INFLUENCE OF THE SELECTION METHOD ON THE STANDARD ERROR OF THE REGRESSION PARAMETERS: PRACTICAL POINT OF VIEW

Maria Font i Furnols

IRTA-Meat Technology Centre. Granja Camps i Armet. E-17121 Monells (Girona)

 

Summary

Lean meat percentage (LMP) is a parameter of pig carcass classification in the European Union and it is obtained by means of measurements with different kinds of automatic probes, that have been previously calibrated. To obtain the calibration equation the European Commission has developed some rules (Commission Regulation (EEC) Nš 2967/85 and its modification Nš 3127/94), that establish the number of carcasses to be dissected (120) and the fact that these have to be representative of the national or regional pig meat production. At the same time, the root mean square deviation of the errors (RMSE), measured about zero, has to be less than 2.5. Nevertheless the selection method has not been specified in the regulation and it can be done in different ways. The aim of this paper was to study, by means of resampling methods, the influence of the selection method on the regression parameters.

The lean meat percentage (LMP) was obtained by dissection and predicted by means of regression method in which the independent variables were fat thickness (g34fom) and the lean depth (m34fom) measured between the 3rd and the 4th last ribs, at 60 mm from the mid-line with Fat-o-Meter. The methods studied were random selection and three other selection methods depending on the percentage of samples selected in the group with low (m-s), medium and high (m+s) level of g34fom: 16%-68%-16% or normal distribution (se166816), 33%-33%-33% (se333333) and 40%-20%-40% (se402040). The data was divided into two sets of data that follow a normal distribution. One set of data is used for the calibration equation, and from this set different subsamples (n=120) were selected according to the four different selection methods by means of the surveyselect procedure of SAS software. From these subsamples the parameters of the regression equation were calculated. The validation set was used to obtain the root mean standard prediction error (RMSPE). This procedure was repeated 20 times.

Unimportant differences were detected in the distribution of the RMSE for the different sampling methods. The distribution of the s.e. of the different regression parameters showed the main differences, the s.e. of the g34fom being the most discriminant. Sampling with weighted extremes (se333333 and se402040) had the distribution with lower values, se402040 being the lowest. When the distribution of the RMSPE was evaluated unimportant differences can be seen depending on the selection method. When only 5% of the most extreme carcasses were taken into account, the RMSPE of the se333333 and se402040 had a tendency to have less higher values.
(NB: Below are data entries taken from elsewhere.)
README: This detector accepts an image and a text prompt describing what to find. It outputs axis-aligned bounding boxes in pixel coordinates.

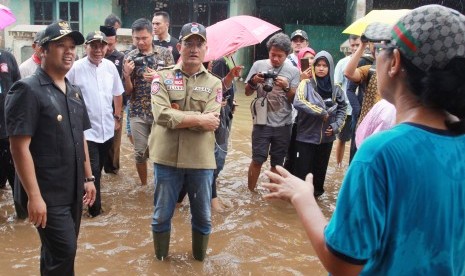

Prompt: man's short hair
[153,11,170,23]
[349,35,360,40]
[266,33,292,55]
[104,13,123,27]
[131,18,153,33]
The influence of the sampling method in the standard error of the slope of the regression variables has been demonstrated from a practical point of view. The expected influence of the sampling method in the RMSPE, when only 5% of the most extreme carcasses were taken into account, cannot be demonstrated. It is probably due to the fact that the most extreme carcasses in the data set were not extreme enough.